The chapter ends on a note of anticipation, both positive and negative.
Bernard has suggested to John that he and his mother return to London
with him; John is delighted with the suggestion and is sure that he will
encounter "beauteous humankind" away from the reservation. The
reader, however, is made to wonder what lies ahead for these characters,
especially John the Savage, in the brave new world. Bernard's words cautioning
against John's high opinion of London and the new world strike a rather
ominous note. Additionally, Bernard's purpose in taking John and Linda
back with him is less than honorable.
This chapter provides a brief interlude before the story returns to the new world. Lenina, exhausted by her strange experiences on the Reservation, takes soma in order to embark on an eighteen hour "lunar eternity"--a state of happy oblivion. Bernard uses this time to fly to Santa Fe, contact the new world, and win the Controller's permission to bring Linda and John back with him as a "scientific interest." Bernard arranges for the necessary papers before flying back to Malpais.

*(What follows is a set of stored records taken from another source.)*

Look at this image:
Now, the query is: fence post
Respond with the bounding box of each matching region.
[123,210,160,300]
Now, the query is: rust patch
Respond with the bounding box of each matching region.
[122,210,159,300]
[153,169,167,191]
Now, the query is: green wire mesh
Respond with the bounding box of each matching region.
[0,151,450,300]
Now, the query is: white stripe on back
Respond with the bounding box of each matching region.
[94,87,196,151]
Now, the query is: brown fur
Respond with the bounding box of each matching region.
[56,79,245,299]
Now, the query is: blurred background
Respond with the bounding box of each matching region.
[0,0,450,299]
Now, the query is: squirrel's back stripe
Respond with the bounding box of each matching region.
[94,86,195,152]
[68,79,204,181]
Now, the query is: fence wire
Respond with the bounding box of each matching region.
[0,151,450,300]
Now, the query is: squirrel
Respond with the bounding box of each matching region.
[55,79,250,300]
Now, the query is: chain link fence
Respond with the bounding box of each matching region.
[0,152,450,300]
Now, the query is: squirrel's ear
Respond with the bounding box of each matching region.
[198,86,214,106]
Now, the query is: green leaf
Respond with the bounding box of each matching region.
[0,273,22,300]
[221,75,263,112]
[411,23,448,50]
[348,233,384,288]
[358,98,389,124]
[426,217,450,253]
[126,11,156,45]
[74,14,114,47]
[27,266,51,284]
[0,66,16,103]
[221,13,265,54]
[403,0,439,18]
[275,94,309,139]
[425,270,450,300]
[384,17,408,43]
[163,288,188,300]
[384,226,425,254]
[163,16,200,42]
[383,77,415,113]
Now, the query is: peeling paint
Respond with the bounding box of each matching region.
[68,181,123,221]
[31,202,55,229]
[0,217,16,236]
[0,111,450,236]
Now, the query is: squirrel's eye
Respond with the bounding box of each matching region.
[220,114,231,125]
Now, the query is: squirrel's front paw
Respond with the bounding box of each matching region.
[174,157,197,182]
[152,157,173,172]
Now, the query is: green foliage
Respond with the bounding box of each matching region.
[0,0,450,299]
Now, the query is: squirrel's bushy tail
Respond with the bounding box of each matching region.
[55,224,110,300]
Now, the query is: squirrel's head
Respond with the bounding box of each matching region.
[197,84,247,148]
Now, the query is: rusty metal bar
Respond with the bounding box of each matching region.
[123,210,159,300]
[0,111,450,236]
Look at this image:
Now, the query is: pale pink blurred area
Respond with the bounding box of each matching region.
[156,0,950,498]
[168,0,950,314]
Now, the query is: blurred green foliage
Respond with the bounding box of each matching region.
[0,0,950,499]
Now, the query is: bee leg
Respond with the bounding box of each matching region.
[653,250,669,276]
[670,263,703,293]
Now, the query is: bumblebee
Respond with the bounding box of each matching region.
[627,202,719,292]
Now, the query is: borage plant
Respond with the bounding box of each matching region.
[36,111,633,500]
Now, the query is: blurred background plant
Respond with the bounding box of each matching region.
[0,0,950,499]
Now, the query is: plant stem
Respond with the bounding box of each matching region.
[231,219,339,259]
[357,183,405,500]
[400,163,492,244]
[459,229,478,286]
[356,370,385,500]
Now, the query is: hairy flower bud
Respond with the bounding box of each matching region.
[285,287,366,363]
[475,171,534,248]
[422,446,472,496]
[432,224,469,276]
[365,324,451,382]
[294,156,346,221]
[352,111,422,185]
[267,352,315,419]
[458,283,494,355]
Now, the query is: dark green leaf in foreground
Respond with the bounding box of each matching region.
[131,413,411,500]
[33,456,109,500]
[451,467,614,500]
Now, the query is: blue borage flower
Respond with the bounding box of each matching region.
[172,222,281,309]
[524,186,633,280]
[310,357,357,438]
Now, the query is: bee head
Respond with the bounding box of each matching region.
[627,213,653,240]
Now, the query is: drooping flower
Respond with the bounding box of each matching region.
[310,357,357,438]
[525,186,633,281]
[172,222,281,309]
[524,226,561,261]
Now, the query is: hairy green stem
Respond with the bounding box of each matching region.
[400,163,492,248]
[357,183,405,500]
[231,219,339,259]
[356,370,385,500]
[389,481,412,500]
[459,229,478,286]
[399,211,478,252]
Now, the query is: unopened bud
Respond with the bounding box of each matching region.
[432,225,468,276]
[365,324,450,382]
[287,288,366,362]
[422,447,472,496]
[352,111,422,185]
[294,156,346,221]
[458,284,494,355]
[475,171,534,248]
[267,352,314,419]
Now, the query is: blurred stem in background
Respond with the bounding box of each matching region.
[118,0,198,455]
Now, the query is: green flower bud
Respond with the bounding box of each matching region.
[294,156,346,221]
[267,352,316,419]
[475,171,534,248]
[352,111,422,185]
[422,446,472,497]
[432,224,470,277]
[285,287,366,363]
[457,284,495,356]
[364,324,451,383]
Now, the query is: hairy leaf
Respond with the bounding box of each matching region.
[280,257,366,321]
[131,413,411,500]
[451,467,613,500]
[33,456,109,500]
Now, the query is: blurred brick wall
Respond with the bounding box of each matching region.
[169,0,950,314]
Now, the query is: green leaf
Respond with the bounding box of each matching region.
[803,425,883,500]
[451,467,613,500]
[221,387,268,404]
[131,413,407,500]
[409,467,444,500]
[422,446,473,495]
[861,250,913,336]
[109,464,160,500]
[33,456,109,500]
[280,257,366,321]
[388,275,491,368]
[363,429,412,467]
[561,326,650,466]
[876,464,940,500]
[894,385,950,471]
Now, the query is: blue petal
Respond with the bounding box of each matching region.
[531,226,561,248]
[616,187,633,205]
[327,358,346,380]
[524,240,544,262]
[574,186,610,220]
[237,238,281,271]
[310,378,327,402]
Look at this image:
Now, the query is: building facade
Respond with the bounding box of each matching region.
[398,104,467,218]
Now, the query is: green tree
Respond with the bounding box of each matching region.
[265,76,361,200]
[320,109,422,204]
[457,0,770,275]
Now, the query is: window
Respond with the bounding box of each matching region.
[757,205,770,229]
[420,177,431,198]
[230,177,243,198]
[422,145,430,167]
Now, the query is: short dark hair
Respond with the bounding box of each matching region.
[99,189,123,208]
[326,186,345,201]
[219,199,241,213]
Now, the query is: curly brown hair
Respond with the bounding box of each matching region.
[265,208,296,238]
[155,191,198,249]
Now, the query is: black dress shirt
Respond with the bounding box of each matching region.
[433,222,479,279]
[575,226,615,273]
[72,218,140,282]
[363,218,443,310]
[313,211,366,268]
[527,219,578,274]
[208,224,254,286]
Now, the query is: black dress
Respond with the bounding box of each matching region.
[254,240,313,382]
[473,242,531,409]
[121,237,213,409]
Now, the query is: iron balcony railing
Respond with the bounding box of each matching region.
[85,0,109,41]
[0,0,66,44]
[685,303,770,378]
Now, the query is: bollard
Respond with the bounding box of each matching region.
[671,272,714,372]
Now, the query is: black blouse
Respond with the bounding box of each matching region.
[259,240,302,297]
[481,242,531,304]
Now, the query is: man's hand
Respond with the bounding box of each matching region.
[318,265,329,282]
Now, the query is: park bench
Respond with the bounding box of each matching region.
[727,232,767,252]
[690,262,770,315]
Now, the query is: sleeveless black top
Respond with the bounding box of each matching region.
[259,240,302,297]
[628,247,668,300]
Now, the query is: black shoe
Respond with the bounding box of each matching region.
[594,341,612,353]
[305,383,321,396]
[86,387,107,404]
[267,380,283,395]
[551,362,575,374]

On the reservation, John goes to the rest house and, for a moment, panics
at the thought that the visitors had perhaps returned without him and
his mother. Once inside, he spies Lenina's suitcase and feels relieved.
He reverently examines her things, feeling close to her person. Although
his senses are aroused, there is nothing sensual about his response. He
explores further and comes across the sleeping Lenina. Taking care not
to disturb her, he gazes adoringly at her and recollects Shakespeare's
description of Juliet. He drives out "impure" thoughts about
her, claiming they are outrageous to her "vestal modesty." When
he hears the arrival of a plane, John jumps out of the window and goes
to meet Bernard.
In this chapter the different reactions of Lenina and Bernard to the reservation are depicted. Exhausted by her discoveries, Lenina takes soma and goes into a deep, oblivious eighteen-hour sleep. In contrast, Bernard is a bundle of excitement; he rushes off to Santa Fe to gain permission to bring John and Linda back to London with him. In total hypocrisy, he convinces the controller that it will be in the interest of science to return them to the new world. In truth, he is delighted that he will be able to shame the Director who has insulted him.
During the chapter, John plays the role of a love-struck, romantic hero. As
he touches Lenina's possessions and gazes at her sleeping form, he is
sensitive, chivalrous, idolizing, and idealizing. It is ironic that a
"savage" should be so sensitive and should cherish Lenina's
"purity." His pure motives are an intended and sharp contrast
to Bernard's hypocrisy and cunning, traits not encountered in the old
world. John also takes time to linger and enjoy his emotions. In contrast,
the super-efficiency of the new world is stressed in Huxley's description
of the speed with which Bernard achieves his purpose. Between his landing
on the roof of the Santa Fe post-office and his conversation with the
controller, exactly thirteen minutes elapse (from 10:34 to 10:47).